There are also some war shirts that are decorated only with QWHH rosettes, but whose strips are embroidered using a different technique.
In total, I am currently aware of seven examples of leggings whose strips incorporate the QWHH technique. Four of these have straight rectangle strips embroidered with several rows of QWHH double bundle technique and three with the strips embroidered with a combination of rosettes and long rectangle panels. All of these rosettes are done with single bundle QWHH, while the rectangular panels are embroidered with a different quillwork technique, usually the multiple quillwork.
Virtually all of these leggings are of the oldest type, i.e., bottom tab leggings.
There are also a few surviving moccasins decorated with the QWHH technique, slightly more than 10 pieces.
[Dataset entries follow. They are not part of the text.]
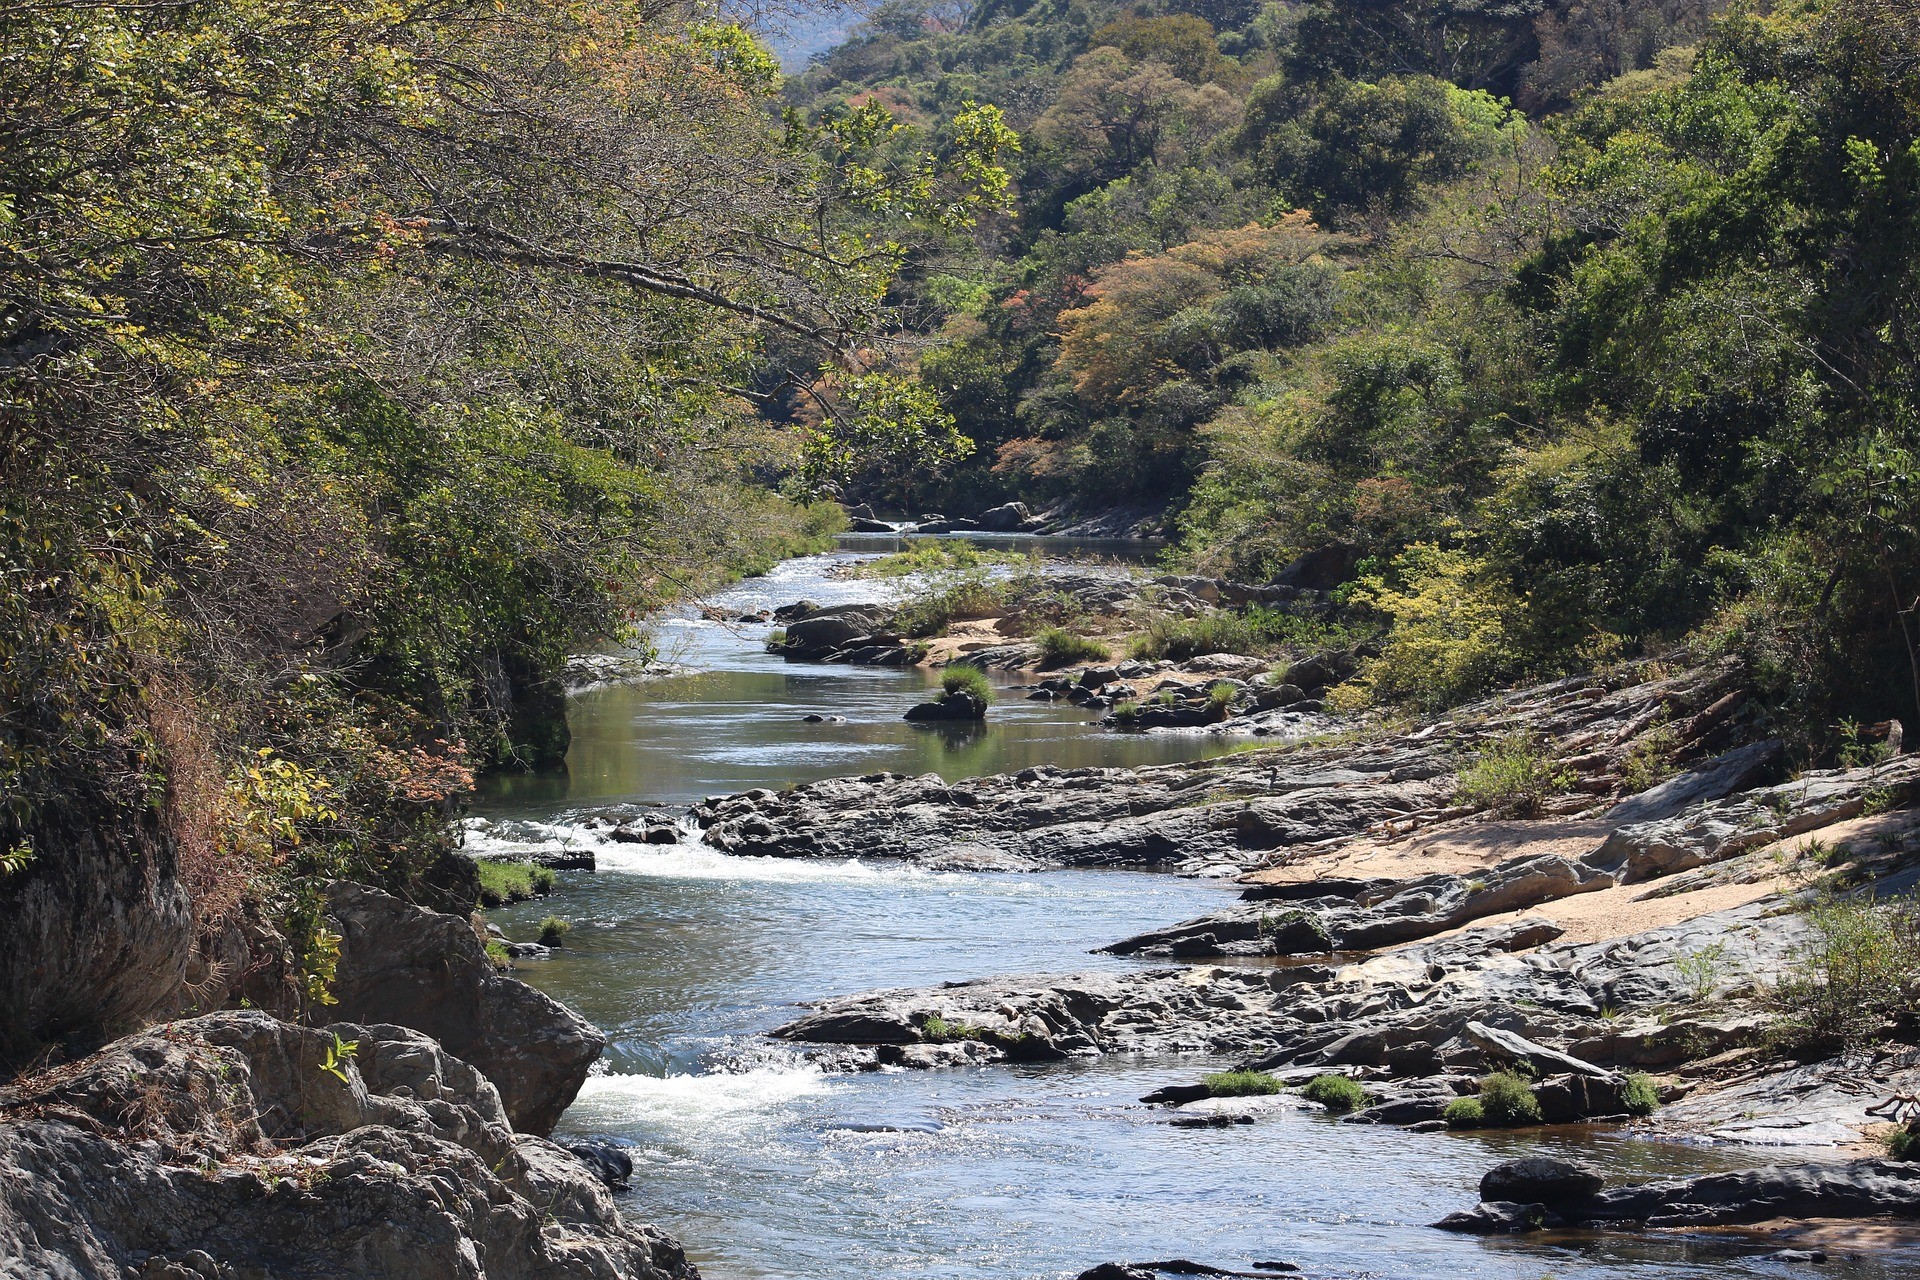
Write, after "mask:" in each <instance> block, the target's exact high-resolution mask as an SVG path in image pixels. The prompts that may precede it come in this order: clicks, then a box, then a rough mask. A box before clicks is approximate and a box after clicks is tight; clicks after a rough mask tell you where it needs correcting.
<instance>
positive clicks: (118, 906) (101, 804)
mask: <svg viewBox="0 0 1920 1280" xmlns="http://www.w3.org/2000/svg"><path fill="white" fill-rule="evenodd" d="M33 837H35V844H33V848H35V856H33V858H31V860H29V862H27V864H25V865H23V867H21V869H17V871H8V873H0V938H6V944H4V946H0V1063H4V1061H8V1059H13V1061H19V1059H25V1057H31V1055H33V1054H35V1052H38V1050H40V1048H42V1046H44V1044H50V1042H77V1044H83V1046H86V1048H90V1046H92V1044H98V1042H100V1038H102V1036H104V1034H108V1032H111V1031H115V1029H123V1027H127V1025H138V1023H142V1021H146V1019H150V1017H156V1015H161V1013H167V1011H171V1009H173V1007H175V1006H177V1002H179V996H180V983H182V979H184V975H186V961H188V956H190V954H192V950H194V948H192V942H194V913H192V904H190V898H188V892H186V887H184V885H182V883H180V875H179V858H177V854H175V846H173V841H171V839H169V837H167V833H165V827H163V821H161V818H159V814H157V812H156V810H154V808H152V806H148V804H144V802H142V804H138V806H132V804H127V806H121V804H115V802H111V798H106V796H102V798H98V800H96V806H94V808H92V810H88V812H60V810H56V812H50V814H44V816H42V819H40V823H38V825H36V829H35V833H33Z"/></svg>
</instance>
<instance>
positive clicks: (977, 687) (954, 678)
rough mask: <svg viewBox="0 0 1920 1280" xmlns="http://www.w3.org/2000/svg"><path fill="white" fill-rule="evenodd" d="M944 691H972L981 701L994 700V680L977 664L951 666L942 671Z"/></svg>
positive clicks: (962, 691)
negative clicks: (987, 676)
mask: <svg viewBox="0 0 1920 1280" xmlns="http://www.w3.org/2000/svg"><path fill="white" fill-rule="evenodd" d="M941 691H943V693H972V695H973V697H975V699H979V700H981V702H993V681H991V679H987V672H983V670H979V668H977V666H966V664H960V666H950V668H947V670H945V672H941Z"/></svg>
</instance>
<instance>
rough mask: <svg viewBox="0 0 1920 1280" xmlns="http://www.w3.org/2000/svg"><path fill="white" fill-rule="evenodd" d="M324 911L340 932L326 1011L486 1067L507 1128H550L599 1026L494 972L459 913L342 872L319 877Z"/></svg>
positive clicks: (488, 1075)
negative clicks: (373, 1023)
mask: <svg viewBox="0 0 1920 1280" xmlns="http://www.w3.org/2000/svg"><path fill="white" fill-rule="evenodd" d="M326 913H328V917H330V919H332V925H334V929H336V931H338V933H340V963H338V967H336V971H334V983H332V994H334V998H336V1000H338V1004H336V1006H332V1011H334V1013H338V1015H340V1017H342V1019H348V1021H355V1023H396V1025H399V1027H413V1029H415V1031H422V1032H426V1034H428V1036H432V1038H434V1040H438V1042H440V1044H442V1046H445V1048H447V1052H449V1054H453V1055H455V1057H461V1059H465V1061H468V1063H472V1065H474V1067H478V1069H480V1071H484V1073H486V1077H488V1079H490V1080H492V1082H493V1084H495V1086H497V1088H499V1096H501V1102H503V1105H505V1107H507V1119H509V1121H511V1123H513V1126H515V1128H518V1130H522V1132H536V1134H545V1132H551V1130H553V1125H555V1123H557V1121H559V1119H561V1113H563V1111H564V1109H566V1107H568V1103H572V1100H574V1096H576V1094H578V1092H580V1084H582V1082H584V1080H586V1079H588V1067H591V1065H593V1059H597V1057H599V1054H601V1048H603V1046H605V1036H601V1032H599V1031H595V1029H593V1027H591V1025H589V1023H586V1021H584V1019H582V1017H580V1015H578V1013H574V1011H572V1009H568V1007H566V1006H563V1004H559V1002H557V1000H553V998H551V996H547V994H543V992H538V990H534V988H532V986H528V984H526V983H520V981H516V979H513V977H507V975H505V973H499V971H497V969H495V967H493V961H492V960H490V958H488V954H486V946H482V942H480V936H478V935H476V933H474V929H472V923H470V921H467V919H463V917H459V915H442V913H438V912H422V910H420V908H417V906H413V904H409V902H401V900H399V898H394V896H390V894H384V892H380V890H378V889H369V887H365V885H353V883H348V881H334V883H330V885H326Z"/></svg>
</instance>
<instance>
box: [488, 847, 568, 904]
mask: <svg viewBox="0 0 1920 1280" xmlns="http://www.w3.org/2000/svg"><path fill="white" fill-rule="evenodd" d="M474 871H476V873H478V875H480V906H484V908H497V906H507V904H509V902H526V900H528V898H545V896H547V894H549V892H553V887H555V883H557V881H559V877H557V875H555V871H553V869H551V867H536V865H532V864H528V862H495V860H492V858H476V860H474Z"/></svg>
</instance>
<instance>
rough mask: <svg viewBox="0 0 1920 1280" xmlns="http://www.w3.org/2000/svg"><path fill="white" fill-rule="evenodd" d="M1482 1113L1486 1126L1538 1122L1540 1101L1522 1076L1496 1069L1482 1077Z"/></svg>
mask: <svg viewBox="0 0 1920 1280" xmlns="http://www.w3.org/2000/svg"><path fill="white" fill-rule="evenodd" d="M1480 1115H1482V1119H1484V1123H1486V1125H1538V1123H1540V1100H1538V1098H1534V1086H1532V1084H1528V1082H1526V1080H1524V1079H1521V1077H1519V1075H1515V1073H1511V1071H1496V1073H1494V1075H1490V1077H1486V1079H1484V1080H1480Z"/></svg>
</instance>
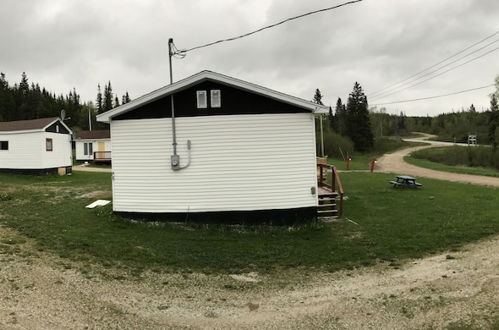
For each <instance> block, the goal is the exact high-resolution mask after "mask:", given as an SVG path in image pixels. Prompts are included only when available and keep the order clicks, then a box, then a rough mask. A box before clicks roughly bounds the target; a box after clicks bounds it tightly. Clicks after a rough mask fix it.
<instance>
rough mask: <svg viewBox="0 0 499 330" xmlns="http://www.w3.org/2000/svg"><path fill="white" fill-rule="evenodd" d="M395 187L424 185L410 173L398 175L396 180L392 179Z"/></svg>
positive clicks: (412, 187) (409, 186)
mask: <svg viewBox="0 0 499 330" xmlns="http://www.w3.org/2000/svg"><path fill="white" fill-rule="evenodd" d="M390 183H391V184H392V185H393V187H394V188H396V187H401V188H417V187H421V186H423V185H422V184H421V183H417V182H416V178H413V177H412V176H408V175H397V177H396V181H390Z"/></svg>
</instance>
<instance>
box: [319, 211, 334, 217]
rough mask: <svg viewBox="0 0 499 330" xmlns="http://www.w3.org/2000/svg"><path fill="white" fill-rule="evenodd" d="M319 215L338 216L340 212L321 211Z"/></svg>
mask: <svg viewBox="0 0 499 330" xmlns="http://www.w3.org/2000/svg"><path fill="white" fill-rule="evenodd" d="M317 214H319V216H328V215H337V214H338V210H319V211H317Z"/></svg>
They are of both types: side seam moccasins and two-piece hard sole moccasins. Most are embroidered with the so-called keyhole design, a form of embroidery consisting of a round rosette and an adjoining trapezoid, resembling the shape of a keyhole.
In this type of decoration, the rosette is often embroidered using the single-bundle QWHH technique, while the trapezoid part is embroidered using a different technique. However, some keyholes are embroidered entirely with the QWHH technique. In this case, the rosette is embroidered with a double bundle technique that bends to create both the rounded and the straight part of the embroidery.
Other unique artifacts bearing this remarkable technique include a quiver, now in the collections of the National Museum of Natural History in Washington DC. It was reportedly collected by the famous painter George Catlin from the Crow Indians. The quiver is of one-piece construction and is decorated with four single-bundle rosettes. The rosettes are also beaded with pony beads. In addition to the rosettes, the quiver is decorated with other quillwork techniques.
A certain anomaly is a medicine bag, made of the fur of an otter, which was obtained from the Oto tribe of the Eastern prairies. The bag contains a single rosette embroidered with single-bundle QWHH, sewn to the root of the otter’s tail. However, I do not believe that this is a rosette made by this tribe, but that it was rather obtained by trade or as loot and sewn onto the bag afterwards.